Lower Bounds on the Bayesian Risk via Information Measures
This work addresses the challenge of obtaining tight impossibility results for estimator performance in statistical inference, which is incremental but offers flexibility in using diverse information measures.
The paper tackles the problem of deriving lower bounds on Bayesian risk in parameter estimation by introducing a method that works with any information measure, such as Rényi's α and φ-divergences, and demonstrates empirically that a new divergence inspired by the 'Hockey-Stick' Divergence provides the largest lower bounds across various settings.
This paper focuses on parameter estimation and introduces a new method for lower bounding the Bayesian risk. The method allows for the use of virtually \emph{any} information measure, including Rényi's $α$, $\varphi$-Divergences, and Sibson's $α$-Mutual Information. The approach considers divergences as functionals of measures and exploits the duality between spaces of measures and spaces of functions. In particular, we show that one can lower bound the risk with any information measure by upper bounding its dual via Markov's inequality. We are thus able to provide estimator-independent impossibility results thanks to the Data-Processing Inequalities that divergences satisfy.
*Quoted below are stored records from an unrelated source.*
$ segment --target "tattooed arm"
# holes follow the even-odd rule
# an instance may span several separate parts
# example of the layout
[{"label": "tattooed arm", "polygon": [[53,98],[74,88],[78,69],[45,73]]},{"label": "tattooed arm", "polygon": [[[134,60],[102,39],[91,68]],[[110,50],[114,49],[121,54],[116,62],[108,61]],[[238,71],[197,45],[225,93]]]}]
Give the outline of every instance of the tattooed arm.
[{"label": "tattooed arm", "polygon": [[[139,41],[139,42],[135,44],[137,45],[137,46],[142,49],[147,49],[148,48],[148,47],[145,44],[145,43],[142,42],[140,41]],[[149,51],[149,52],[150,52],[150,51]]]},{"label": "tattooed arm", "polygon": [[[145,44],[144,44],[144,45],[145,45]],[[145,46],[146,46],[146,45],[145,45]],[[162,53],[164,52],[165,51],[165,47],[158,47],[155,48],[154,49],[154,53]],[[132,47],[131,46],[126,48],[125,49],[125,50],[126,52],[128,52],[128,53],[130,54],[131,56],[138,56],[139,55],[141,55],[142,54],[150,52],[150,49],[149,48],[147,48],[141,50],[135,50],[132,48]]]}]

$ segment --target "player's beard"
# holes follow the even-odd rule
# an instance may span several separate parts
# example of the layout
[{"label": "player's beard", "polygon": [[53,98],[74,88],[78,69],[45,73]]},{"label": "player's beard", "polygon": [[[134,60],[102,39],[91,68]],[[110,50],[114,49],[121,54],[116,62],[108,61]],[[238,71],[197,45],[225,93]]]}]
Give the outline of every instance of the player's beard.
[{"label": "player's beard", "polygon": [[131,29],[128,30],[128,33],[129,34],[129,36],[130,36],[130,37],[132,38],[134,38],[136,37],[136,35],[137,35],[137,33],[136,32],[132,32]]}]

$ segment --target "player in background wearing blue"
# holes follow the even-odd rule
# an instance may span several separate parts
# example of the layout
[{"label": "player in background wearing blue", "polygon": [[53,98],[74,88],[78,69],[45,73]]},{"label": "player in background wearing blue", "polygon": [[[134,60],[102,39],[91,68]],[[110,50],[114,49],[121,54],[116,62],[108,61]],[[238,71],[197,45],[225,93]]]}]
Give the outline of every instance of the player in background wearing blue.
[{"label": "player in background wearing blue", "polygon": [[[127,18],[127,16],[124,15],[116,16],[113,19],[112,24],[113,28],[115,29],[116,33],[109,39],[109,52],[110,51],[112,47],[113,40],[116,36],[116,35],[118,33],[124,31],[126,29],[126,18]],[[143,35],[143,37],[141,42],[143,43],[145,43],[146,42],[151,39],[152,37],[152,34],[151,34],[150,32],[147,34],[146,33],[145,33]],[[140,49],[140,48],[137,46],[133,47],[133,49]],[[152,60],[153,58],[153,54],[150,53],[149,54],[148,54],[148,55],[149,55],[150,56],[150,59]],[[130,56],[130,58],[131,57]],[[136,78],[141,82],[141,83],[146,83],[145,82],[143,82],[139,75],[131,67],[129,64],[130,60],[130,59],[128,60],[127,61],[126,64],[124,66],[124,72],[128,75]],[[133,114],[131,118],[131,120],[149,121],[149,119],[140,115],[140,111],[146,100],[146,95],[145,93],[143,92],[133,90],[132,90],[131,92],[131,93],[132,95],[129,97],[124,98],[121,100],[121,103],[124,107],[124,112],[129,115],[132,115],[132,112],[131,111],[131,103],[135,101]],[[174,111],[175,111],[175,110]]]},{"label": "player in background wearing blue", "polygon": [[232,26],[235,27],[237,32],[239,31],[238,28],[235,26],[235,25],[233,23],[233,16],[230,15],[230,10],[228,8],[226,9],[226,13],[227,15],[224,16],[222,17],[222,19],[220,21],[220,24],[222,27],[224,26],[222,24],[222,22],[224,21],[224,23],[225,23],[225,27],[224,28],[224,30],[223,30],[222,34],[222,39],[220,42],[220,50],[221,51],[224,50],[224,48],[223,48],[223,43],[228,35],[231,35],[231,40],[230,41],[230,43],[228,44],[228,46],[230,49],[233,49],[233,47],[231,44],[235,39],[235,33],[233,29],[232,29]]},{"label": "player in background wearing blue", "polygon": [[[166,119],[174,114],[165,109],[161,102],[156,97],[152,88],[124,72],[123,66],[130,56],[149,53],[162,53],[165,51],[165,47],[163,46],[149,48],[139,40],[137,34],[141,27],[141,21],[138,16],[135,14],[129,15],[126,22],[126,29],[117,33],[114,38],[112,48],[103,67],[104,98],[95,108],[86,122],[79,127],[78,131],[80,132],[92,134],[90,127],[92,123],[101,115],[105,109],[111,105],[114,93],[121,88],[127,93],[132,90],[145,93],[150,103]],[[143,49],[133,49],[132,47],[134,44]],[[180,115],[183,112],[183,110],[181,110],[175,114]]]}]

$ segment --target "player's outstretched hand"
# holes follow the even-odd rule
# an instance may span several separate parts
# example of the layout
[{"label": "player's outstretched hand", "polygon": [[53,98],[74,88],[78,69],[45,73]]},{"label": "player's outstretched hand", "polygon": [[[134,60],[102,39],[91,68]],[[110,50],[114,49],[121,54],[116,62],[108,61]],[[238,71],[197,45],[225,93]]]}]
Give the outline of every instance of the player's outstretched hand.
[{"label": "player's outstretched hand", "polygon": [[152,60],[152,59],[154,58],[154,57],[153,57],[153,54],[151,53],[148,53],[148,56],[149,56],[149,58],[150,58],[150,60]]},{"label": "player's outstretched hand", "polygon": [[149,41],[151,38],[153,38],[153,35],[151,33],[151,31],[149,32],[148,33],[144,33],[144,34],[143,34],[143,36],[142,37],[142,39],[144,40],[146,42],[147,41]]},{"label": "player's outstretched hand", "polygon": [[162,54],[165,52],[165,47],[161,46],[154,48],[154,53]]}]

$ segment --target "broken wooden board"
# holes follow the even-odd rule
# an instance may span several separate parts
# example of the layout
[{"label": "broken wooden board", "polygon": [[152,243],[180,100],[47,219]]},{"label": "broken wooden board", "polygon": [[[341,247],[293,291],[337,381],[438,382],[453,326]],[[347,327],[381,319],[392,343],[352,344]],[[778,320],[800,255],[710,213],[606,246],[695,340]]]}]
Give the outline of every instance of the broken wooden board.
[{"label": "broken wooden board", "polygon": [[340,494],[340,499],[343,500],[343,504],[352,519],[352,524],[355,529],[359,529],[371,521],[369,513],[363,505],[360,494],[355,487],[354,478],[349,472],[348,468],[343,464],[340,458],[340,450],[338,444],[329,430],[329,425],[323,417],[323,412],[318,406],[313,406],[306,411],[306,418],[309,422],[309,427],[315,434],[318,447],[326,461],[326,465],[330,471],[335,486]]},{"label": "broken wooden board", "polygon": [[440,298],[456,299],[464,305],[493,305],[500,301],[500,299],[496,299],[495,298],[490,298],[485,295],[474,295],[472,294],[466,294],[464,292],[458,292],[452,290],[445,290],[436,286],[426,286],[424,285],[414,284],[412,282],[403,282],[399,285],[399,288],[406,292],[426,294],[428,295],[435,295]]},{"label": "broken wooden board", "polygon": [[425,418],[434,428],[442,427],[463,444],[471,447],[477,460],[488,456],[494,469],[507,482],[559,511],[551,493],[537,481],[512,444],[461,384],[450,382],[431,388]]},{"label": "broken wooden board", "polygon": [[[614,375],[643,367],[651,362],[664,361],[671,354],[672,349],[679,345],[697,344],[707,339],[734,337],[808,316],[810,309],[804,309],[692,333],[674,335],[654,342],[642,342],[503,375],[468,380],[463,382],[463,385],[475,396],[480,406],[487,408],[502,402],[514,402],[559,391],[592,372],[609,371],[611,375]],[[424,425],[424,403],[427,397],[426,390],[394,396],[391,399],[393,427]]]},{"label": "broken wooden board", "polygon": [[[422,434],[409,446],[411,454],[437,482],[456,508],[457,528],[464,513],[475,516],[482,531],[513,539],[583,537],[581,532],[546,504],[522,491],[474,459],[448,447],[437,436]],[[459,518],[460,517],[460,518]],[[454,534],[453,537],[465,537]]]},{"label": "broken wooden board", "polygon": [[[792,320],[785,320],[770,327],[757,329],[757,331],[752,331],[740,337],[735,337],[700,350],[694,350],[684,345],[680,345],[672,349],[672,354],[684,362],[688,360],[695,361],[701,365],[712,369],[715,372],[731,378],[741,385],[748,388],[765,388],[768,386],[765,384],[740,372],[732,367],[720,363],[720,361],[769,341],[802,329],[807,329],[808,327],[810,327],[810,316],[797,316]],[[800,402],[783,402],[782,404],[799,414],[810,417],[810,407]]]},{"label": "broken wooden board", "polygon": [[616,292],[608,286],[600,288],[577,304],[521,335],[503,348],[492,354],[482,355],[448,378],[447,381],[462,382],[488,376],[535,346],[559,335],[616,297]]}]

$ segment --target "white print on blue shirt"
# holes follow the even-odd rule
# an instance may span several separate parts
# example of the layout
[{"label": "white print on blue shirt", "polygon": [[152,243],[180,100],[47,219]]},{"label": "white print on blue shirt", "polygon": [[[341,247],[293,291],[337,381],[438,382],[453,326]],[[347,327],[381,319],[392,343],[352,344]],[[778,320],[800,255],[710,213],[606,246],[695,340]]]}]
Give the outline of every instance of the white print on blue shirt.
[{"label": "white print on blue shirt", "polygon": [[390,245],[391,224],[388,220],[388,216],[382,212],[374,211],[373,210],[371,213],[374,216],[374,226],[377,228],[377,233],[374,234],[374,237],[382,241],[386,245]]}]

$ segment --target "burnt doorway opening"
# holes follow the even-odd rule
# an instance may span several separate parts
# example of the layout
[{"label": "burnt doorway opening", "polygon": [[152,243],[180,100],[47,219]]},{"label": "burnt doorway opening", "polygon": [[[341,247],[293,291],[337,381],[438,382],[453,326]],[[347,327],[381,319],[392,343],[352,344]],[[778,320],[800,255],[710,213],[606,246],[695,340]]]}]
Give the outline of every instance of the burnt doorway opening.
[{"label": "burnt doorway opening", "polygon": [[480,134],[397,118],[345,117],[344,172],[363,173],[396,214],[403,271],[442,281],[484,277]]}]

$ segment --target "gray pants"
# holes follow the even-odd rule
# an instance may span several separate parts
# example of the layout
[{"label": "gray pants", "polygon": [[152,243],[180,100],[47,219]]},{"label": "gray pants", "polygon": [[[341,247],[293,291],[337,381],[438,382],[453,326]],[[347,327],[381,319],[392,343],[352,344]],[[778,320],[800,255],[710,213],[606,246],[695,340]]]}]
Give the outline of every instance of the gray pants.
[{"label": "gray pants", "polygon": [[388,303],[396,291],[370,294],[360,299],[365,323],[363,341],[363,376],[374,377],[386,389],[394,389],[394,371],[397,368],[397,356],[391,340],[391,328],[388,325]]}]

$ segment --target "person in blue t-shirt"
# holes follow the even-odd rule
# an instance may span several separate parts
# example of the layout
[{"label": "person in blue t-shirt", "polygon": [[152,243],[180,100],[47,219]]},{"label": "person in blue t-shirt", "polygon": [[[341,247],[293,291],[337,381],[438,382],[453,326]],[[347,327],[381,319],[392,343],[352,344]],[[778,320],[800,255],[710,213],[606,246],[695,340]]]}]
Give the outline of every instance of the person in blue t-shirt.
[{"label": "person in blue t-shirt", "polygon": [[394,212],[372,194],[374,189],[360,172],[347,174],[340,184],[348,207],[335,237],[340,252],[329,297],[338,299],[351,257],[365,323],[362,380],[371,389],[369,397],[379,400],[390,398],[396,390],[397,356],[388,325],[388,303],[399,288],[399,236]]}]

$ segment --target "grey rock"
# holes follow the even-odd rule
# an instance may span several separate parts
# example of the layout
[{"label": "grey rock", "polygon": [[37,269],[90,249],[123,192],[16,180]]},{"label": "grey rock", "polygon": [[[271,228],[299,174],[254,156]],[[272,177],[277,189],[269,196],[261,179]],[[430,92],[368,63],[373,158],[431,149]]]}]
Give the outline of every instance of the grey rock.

The results are then applied to settings of interest involving both discrete and continuous parameters, including the ``Hide-and-Seek'' problem, and compared to the state-of-the-art techniques. An important observation is that the behaviour of the lower bound in the number of samples is influenced by the choice of the information measure. We leverage this by introducing a new divergence inspired by the ``Hockey-Stick'' Divergence, which is demonstrated empirically to provide the largest lower-bound across all considered settings. If the observations are subject to privatisation, stronger impossibility results can be obtained via Strong Data-Processing Inequalities. The paper also discusses some generalisations and alternative directions.